Kirkus Reviews QR Code
BET YOUR LIFE by Richard Dooling

BET YOUR LIFE

by Richard Dooling

Pub Date: Nov. 8th, 2002
ISBN: 0-06-050539-7
Publisher: HarperCollins

Surprisingly hip insurance-fraud investigators wage war against unscrupulous buyers of policies owned by the soon (occasionally too-soon) to die.

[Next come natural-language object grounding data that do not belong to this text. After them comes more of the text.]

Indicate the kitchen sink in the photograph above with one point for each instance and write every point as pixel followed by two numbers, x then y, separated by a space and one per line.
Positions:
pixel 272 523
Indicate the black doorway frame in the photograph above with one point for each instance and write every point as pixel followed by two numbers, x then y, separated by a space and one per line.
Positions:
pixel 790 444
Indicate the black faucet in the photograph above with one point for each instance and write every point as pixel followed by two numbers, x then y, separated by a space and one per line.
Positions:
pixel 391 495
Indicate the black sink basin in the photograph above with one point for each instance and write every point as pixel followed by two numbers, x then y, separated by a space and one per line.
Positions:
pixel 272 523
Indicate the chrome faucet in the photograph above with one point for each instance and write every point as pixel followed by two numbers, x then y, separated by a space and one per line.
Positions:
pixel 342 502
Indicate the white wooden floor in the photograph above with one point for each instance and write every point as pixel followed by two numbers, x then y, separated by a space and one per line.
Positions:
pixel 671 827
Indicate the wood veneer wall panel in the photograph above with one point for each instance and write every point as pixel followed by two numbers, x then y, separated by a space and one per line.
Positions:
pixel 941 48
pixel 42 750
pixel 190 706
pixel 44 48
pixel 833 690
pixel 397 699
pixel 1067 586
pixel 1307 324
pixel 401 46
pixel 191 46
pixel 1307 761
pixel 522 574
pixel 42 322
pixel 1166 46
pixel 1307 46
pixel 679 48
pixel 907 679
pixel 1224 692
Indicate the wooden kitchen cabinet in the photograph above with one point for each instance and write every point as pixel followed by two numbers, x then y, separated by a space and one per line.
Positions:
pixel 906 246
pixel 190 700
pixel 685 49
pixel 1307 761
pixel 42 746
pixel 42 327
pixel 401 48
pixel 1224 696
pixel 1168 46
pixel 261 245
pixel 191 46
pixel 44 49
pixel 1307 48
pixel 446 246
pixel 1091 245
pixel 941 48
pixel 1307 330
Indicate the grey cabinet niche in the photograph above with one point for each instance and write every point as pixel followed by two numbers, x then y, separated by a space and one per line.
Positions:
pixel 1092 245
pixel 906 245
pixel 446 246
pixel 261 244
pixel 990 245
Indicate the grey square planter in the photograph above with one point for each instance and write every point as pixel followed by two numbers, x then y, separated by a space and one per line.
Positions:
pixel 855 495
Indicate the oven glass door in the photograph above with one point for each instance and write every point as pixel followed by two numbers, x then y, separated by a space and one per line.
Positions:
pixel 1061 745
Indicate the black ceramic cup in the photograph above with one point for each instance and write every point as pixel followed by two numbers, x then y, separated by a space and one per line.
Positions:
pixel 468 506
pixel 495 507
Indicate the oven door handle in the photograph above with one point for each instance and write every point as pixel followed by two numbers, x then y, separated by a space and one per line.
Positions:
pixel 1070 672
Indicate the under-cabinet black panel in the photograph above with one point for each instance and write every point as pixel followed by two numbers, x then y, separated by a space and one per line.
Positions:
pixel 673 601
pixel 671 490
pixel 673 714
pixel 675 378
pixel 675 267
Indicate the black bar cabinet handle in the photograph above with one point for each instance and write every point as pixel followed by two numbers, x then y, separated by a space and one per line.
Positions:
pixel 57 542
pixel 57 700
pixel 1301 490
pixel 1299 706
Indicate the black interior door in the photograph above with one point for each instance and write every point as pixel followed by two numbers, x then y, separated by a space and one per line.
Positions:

The field of battle in Dooling’s latest (after Brain Storm, 1998, etc.) is Omaha, where insurance companies guard their stupendous holdings against attacks by fake dead people, professional accident victims, and myriad tricksters with their endless versions of calamity. Carver Hartnett, Miranda Pryor, and Lenny Stillnacht comprise the staunch antifraud core at Reliable Allied Trust. They may look like garden-variety technoslackers, and it’s true they ingest ungodly amounts of easily abused substances, but their hearts are pure and they’re sincerely devoted to whacking away at the con artists besetting all great insurance companies. Alas, as they uncover bunk in claim after claim, they sense a shift in corporate strategy as company overlords elect to pay out bogus claims and recoup costs through spiraling premiums rather than through elaborate investigations and the courts. And now Lenny has been fired for his politically incorrect recommendation to blow off 20 claims for 20 identically named Nigerians, even though Nigeria is the world capital of fraud. Within 24 hours, Lenny is found dead, his blood swimming in drugs—and HIV. As it turns out, HIV is the common element in a slew of dicey claims filed by or for Heartland, a purchaser of viaticals, the rather creepy arrangements by which investors, in the dread days before protease inhibitors, purchased life insurance policies from AIDS victims who needed cash in this world rather than the next. Carver, who has lusted for Miranda through bottle after bottle of the splendid wines that are her indulgence, is sure that thoroughly heterosexual Lenny’s death is its own case of fraud. But on whose part? Lenny’s? Heartland’s? Miranda’s? Reliable Allied Trust’s? Complications—and investigations—ensue.

Mostly fun—and agreeably tense now and then—but a bit overwritten, as if crime novels need literary bolstering to be respectable.